Lots of amicus briefs have been filed for and against former President Trump’s claims of immunity from prosecution for his actions on January 6 in Trump v. United States. Among the more interesting briefs filed on behalf of respondents is an amicus brief for Stephen McAllister and Scott Paul (with Erik Jaffe and James Heilpern on brief as counsel) argues that existing precedents on presidential immunity lack a textual basis and that, if the Supreme Court’s majority is to be as textualist as it purports to be, it should not extend or build upon this non-textual precedent.
Here is the brief’s summary:
Amici agree with Respondent and the panel below regarding the question presented that Presidents, like all other citizens, are not immune from the consequences of violating federal criminal law. Amici take no position here on any potential legal questions antecedent or subsequent to the question presented.
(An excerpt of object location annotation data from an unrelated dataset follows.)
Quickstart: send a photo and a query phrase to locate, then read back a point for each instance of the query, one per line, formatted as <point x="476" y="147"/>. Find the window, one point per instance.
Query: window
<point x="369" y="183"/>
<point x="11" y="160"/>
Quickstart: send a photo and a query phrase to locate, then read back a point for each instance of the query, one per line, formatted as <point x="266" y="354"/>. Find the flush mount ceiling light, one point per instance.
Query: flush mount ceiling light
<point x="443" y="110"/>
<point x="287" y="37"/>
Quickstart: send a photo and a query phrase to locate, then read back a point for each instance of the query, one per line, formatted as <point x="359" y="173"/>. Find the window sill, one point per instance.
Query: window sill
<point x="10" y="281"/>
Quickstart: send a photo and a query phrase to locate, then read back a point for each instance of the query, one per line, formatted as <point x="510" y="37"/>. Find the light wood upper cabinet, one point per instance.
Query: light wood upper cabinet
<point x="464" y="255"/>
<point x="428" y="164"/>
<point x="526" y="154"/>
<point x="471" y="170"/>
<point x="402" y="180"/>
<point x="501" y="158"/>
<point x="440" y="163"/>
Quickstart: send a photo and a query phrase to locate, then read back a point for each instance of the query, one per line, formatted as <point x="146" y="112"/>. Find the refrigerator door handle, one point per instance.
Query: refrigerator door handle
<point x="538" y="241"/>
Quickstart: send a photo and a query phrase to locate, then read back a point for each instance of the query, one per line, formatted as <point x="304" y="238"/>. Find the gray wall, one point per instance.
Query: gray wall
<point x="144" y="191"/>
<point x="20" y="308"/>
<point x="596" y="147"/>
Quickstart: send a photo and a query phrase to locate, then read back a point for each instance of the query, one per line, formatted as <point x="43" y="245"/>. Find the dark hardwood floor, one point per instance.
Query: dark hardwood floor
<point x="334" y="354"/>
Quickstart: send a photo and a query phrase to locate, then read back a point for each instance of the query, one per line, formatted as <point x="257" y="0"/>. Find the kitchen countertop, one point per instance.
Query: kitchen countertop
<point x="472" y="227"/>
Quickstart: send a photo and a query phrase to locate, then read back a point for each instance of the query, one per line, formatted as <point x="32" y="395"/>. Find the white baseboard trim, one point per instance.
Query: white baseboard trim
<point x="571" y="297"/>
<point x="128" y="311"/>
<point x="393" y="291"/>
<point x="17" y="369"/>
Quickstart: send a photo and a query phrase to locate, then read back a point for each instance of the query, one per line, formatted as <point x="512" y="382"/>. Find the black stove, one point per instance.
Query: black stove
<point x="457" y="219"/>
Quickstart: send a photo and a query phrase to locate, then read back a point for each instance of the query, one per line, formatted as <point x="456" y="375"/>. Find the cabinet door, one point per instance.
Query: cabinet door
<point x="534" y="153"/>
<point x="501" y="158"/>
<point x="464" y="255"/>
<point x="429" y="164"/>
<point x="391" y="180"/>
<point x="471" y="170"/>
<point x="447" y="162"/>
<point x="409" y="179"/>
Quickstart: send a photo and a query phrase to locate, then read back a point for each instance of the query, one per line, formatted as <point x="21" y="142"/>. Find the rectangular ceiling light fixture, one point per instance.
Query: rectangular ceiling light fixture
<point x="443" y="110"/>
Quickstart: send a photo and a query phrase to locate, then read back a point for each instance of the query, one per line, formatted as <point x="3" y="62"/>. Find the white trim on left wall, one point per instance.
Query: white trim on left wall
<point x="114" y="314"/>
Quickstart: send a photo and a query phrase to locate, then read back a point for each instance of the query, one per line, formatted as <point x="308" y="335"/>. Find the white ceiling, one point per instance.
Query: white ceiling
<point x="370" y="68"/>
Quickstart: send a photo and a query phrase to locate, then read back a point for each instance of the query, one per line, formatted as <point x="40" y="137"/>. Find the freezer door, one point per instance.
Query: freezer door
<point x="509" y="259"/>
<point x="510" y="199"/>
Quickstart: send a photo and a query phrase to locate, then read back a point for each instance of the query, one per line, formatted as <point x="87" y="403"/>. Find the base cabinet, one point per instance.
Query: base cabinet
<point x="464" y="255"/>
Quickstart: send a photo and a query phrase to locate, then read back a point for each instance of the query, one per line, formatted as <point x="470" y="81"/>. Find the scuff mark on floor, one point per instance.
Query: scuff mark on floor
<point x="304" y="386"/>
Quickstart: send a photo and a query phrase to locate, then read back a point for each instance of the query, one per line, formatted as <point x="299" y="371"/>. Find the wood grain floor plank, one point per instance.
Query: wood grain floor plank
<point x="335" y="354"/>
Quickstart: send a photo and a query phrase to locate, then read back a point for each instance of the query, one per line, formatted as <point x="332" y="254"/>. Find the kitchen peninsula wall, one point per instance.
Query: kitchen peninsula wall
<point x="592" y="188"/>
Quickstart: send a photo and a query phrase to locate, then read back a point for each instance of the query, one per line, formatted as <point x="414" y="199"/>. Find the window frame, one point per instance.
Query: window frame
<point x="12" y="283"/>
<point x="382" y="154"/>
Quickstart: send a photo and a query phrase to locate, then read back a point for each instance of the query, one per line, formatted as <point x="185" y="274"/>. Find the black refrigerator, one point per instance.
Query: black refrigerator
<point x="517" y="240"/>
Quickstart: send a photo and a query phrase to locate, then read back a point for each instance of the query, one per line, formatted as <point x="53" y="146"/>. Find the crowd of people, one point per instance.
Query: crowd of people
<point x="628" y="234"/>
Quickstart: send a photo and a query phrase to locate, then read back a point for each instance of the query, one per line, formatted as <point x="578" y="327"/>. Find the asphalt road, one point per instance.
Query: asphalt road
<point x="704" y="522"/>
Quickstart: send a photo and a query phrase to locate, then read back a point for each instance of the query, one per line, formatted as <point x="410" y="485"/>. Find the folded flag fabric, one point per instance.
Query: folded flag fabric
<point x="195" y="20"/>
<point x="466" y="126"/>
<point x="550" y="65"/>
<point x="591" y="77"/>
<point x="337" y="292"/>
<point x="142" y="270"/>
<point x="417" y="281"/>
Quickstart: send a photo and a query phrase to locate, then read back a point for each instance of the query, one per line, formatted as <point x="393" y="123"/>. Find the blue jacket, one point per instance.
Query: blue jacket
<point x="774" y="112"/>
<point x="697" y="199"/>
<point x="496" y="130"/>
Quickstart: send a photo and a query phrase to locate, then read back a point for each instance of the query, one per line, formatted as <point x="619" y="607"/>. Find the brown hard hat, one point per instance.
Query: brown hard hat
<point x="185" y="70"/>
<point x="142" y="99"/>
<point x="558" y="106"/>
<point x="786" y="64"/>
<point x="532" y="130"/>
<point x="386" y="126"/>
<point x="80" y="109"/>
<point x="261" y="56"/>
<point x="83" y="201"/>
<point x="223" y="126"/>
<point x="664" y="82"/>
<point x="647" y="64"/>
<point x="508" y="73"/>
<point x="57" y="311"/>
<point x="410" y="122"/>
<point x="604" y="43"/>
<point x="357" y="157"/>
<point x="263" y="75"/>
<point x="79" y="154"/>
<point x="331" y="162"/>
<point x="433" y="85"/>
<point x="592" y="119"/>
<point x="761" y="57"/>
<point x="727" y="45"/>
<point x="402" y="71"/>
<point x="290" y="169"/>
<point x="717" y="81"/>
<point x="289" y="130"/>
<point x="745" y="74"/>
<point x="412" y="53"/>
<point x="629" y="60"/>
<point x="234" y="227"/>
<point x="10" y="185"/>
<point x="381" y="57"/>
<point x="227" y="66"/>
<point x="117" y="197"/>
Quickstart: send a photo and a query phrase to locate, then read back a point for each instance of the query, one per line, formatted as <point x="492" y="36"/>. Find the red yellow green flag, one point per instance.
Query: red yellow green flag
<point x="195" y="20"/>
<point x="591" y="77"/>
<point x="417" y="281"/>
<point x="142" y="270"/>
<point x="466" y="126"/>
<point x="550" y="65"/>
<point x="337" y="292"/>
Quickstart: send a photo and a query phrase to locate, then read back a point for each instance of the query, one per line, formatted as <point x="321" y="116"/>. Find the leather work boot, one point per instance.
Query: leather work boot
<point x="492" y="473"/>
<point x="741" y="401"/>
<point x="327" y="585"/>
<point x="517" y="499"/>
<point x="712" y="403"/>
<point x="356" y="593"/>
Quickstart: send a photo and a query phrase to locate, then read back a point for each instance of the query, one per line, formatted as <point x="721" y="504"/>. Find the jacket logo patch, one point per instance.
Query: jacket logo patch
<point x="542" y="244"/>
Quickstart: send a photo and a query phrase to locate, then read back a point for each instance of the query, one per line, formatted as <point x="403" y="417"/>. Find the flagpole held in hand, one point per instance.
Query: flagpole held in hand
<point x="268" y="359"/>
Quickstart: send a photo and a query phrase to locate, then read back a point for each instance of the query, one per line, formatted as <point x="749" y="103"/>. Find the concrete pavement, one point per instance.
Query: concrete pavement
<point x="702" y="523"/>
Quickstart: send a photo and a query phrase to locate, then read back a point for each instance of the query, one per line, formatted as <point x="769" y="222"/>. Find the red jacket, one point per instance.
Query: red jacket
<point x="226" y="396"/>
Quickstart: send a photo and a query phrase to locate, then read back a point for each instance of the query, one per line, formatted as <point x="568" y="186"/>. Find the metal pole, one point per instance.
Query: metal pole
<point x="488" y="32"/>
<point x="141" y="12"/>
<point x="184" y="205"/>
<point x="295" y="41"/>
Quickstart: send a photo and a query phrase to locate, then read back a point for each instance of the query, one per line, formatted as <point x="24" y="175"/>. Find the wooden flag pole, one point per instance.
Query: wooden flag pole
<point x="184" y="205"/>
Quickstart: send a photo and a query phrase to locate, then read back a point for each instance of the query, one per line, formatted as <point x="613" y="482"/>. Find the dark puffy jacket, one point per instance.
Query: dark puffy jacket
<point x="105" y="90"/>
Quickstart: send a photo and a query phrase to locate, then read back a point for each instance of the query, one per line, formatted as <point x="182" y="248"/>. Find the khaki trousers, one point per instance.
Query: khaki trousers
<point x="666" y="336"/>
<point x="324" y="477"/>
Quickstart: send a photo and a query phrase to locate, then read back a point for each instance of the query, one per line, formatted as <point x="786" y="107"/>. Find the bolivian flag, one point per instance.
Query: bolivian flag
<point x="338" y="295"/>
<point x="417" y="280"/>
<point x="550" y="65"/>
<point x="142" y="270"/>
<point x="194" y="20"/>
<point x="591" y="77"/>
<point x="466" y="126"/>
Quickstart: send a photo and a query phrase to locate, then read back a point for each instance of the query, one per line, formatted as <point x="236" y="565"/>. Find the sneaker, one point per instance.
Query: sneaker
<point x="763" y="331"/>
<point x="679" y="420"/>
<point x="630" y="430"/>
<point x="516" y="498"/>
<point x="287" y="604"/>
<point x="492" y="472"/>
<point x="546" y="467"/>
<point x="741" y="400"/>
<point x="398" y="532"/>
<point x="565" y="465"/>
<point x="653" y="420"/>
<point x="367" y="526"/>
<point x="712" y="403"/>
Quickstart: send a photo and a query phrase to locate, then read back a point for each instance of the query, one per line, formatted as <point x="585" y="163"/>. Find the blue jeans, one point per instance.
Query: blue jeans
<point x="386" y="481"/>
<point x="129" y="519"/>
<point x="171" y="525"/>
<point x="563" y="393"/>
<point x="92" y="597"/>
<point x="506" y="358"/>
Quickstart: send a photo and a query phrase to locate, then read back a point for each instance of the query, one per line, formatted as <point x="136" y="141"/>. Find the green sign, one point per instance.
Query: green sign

And they take no position on whether the facts and the law will ultimately result in conviction, acquittal, or dismissal on other grounds.
Amici write separately to emphasize how Petitioner’s claims of immunity lack any basis in the Constitution’s text. Indeed, Petitioner’s claims flout this Court’s repeated and recently enhanced emphasis on looking to the original meaning of such text, as interpreted by history and tradition, rather than relying on penumbras, emanations, reading between the lines, historical practices not incorporated into the text, or, ultimately, the policy preferences and balancing of judges imposed upon such Rorschach-like non-textual approaches.
It has been the decades-long project of conservative jurisprudence to get away from such subjective and malleable approaches to constitutional and statutory interpretation, and this case is not the place to backslide on such jurisprudential principles. Alleged violations of federal criminal law are not discretionary choices left to the President by the Constitution or statute. Even Presidents must be legally accountable for violations of the laws they are sworn to faithfully execute.
The Constitution itself provides no textual basis for Presidential immunity from federal criminal laws. When Petitioner cites actual constitutional provisions, he either invokes the strained implications— penumbras and emanations, perhaps—of clauses that say nothing about immunity, or gets things exactly backwards. When it comes to text, reading is fundamental.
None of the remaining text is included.